Donnerstag, 23. September 2010

Tag 10, Nauski / Grenze Russland - Mongolei

Endlich habe ich wieder mal gut geschlafen, das Geräusch der Gleise und die Vibration des Zuges wirken wunderbar einschläfernd. Als ich erwache hat sich die Landschaft komplett verändert, Steppe, Hügel, karge Landschaft, kleine, ärmliche Dörfer, umgeben von hölzernen Schutzwällen wie in dem berühmten kleinen gallischen Dorf, das es wagt den Römern Widerstand zu leisten. Hier ist die Natur der Feind, so schön sie auch ist. Ich kann mir nicht vorstellen, wie man hier überlebt, vor allem im Winter. Es hat nichts, ein paar vereinzelte Kühe und der Boden sieht nicht aus, als würde darauf mehr als Gestrüpp wachsen.

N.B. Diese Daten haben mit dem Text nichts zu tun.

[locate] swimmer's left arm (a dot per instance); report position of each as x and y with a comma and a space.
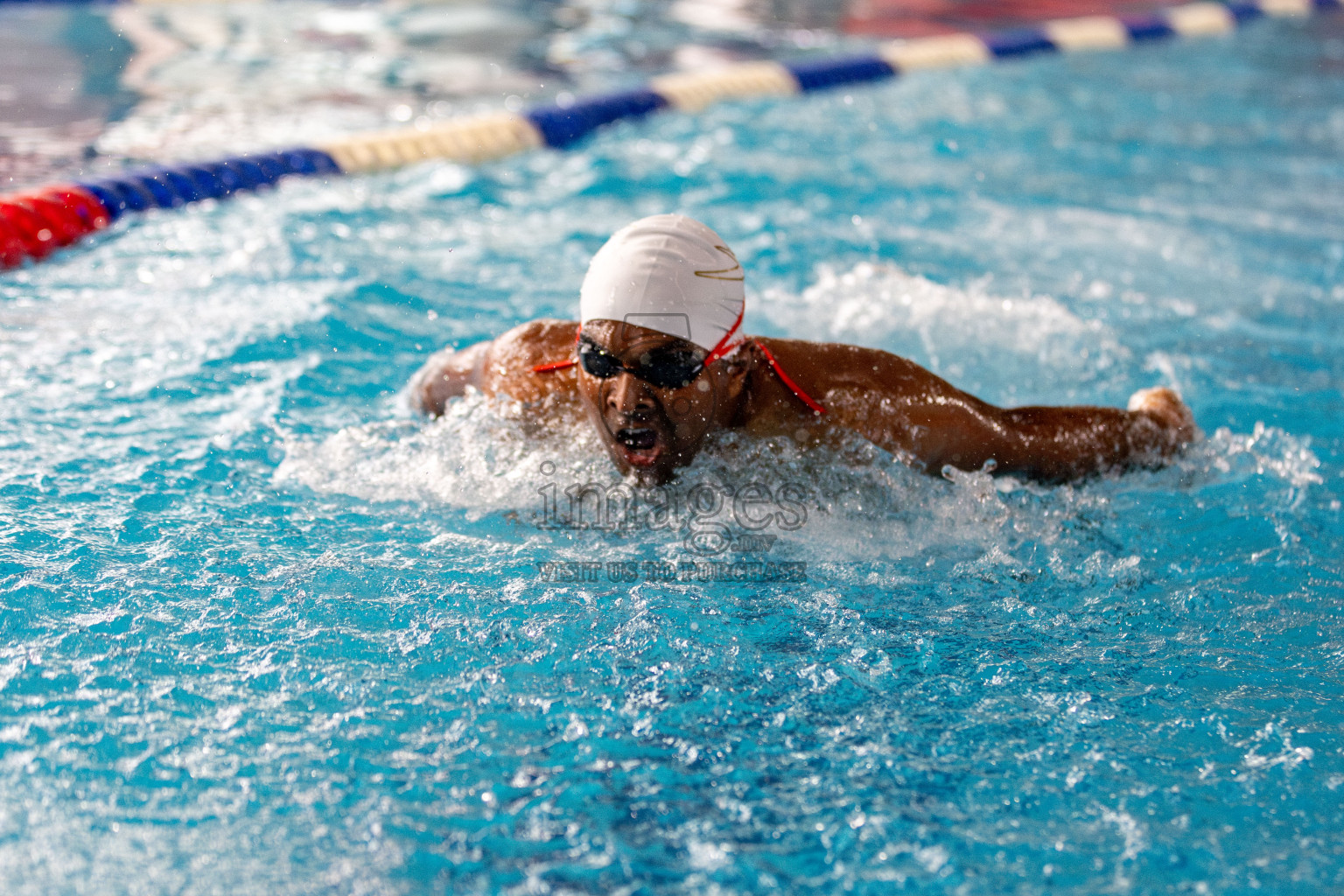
1050, 444
910, 411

Nach Abteildurchsuchungen und Befragungen der russischen Grenzwächter endlich in der Mongolei angekommen. Die Toiletten werden vor und nach der Grenze geschlossen, wir warten über vier Stunden an der Grenze und dementsprechend gross ist der Andrang vor den Toiletten nach der Grenze. Die Atmosphäre im Zug ist völlig anders als noch auf der Fahrt von Moskau nach Irkutsk, alle können in irgendeiner Sprache miteinander reden, teilen ähnliche Erfahrungen, es hat etwas von einer Gemeinschaft. Zu diesem Bild passt, dass wir seit Nauski (der Grenzstadt) nur die Lokomotive und einen Wagen haben, „the tourist train“ nennt ihn Ruth. Eine Gemeinschaft von Reisenden, eine spezielle Art von Menschen, irgendwie befreiter und offener als die Leute, die man sonst so trifft. Viele kommen zu mir und fragen mich nach Nordkorea, Preise, Touren, Visa, niemand hat bisher ernstlich in Betracht gezogen dort hinzureisen. Ich könnte ein Buch füllen mit all den Tipps für Indien, Nepal, Kambodscha und eben Laos, welches jetzt definitiv auf meiner Reiseroute steht. Ich ertappe mich dabei, nach all der Zeit allein oder in russischer Gesellschaft, etwas aufdringlich und zu gesprächig zu sein und muss mich zurückhalten, nicht jeden Reisenden voll zu labern, den ich beim Samowar oder rauchen treffe. Es hat ein französisches Mädchen im Nachbarabteil, mit dem ich mich nett unterhalte und die mich manchmal verstohlen, manchmal ganz offen ansieht, aber hier hat man einfach keine Möglichkeit für einen ungestörten Moment.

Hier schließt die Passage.